Einige Kommunen, kirchliche Träger, aber auch der große Landschaftsverband Rheinland LVR weigern sich, Schülerinnen und Schüler in ihren Schulbussen zu transportieren, die behinderungsbedingt oder krankheitsbedingt keinen Mund-Nasen-Schutz tragen können.

Traditionell werden Schülerinnen und Schüler der Förderschulen, vor allem der Schulen für körperlich, geistig oder sinnesbehinderte Kinder und Jugendliche, in öffentlich finanzierten Schülertransporten zu ihren oft zehn, zwanzig oder dreißig Kilometer entfernten Schule gefahren. Für einge Eltern ist der Fahrdienst ein wichtiges Argument, ihr Kind an der Förderschule und nicht in einer inklusiven Schule anzumelden.

Zuerst wurde in der vergangenen Woche ein Fall in Bonn öffentlich bekannt, in dem ein Schüler seine Förderschule nicht besuchen konnte, weil der Fahrdienst ihn nicht mitnahm. Dann folgte eine Veröffentlichung über sitzengelassene Förderschülerinnen und Schüler einer Schule in Viersen. Auch die Schule "In der Widum" in Lengerich – in Trägerschaft der evangelischen Kirche – stellt Schülerinnen und Schüler keinen Fahrdienst mehr, wenn sie keinen Mund-Nasen-Schutz nicht tragen können. Zunehmend erreichen den Landeselternverband Berichte, dass in vielen Kommunen und auch Schülerinnen und Schüler aus Dortmund zu LWL Schulen in Bochum nicht transportiert werden.

Jetzt hat auch der Landschaftsverband Rheinland seinen Förderschulen mitgeteilt, dass er diesen Schülerinnen und Schülern den Transport in den eigenen Schulbuslinien verweigert.

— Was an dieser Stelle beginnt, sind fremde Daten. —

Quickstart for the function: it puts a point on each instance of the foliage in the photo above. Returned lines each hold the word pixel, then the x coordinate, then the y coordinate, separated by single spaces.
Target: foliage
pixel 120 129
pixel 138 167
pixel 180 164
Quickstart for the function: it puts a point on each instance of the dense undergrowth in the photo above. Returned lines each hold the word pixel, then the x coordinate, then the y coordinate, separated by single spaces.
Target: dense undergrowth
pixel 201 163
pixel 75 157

Der Landschafteverband Rheinland betreibt allein für Schülerinnen und Schüler mit körperlichen Behinderungen für 19 Förderschulen und wirbt auf seiner Homepage damit, 5.000 seiner Schülerinnen und Schüler wegen ihrer Behinderung über die weiten Strecken zu den Förderschulen zu transportieren.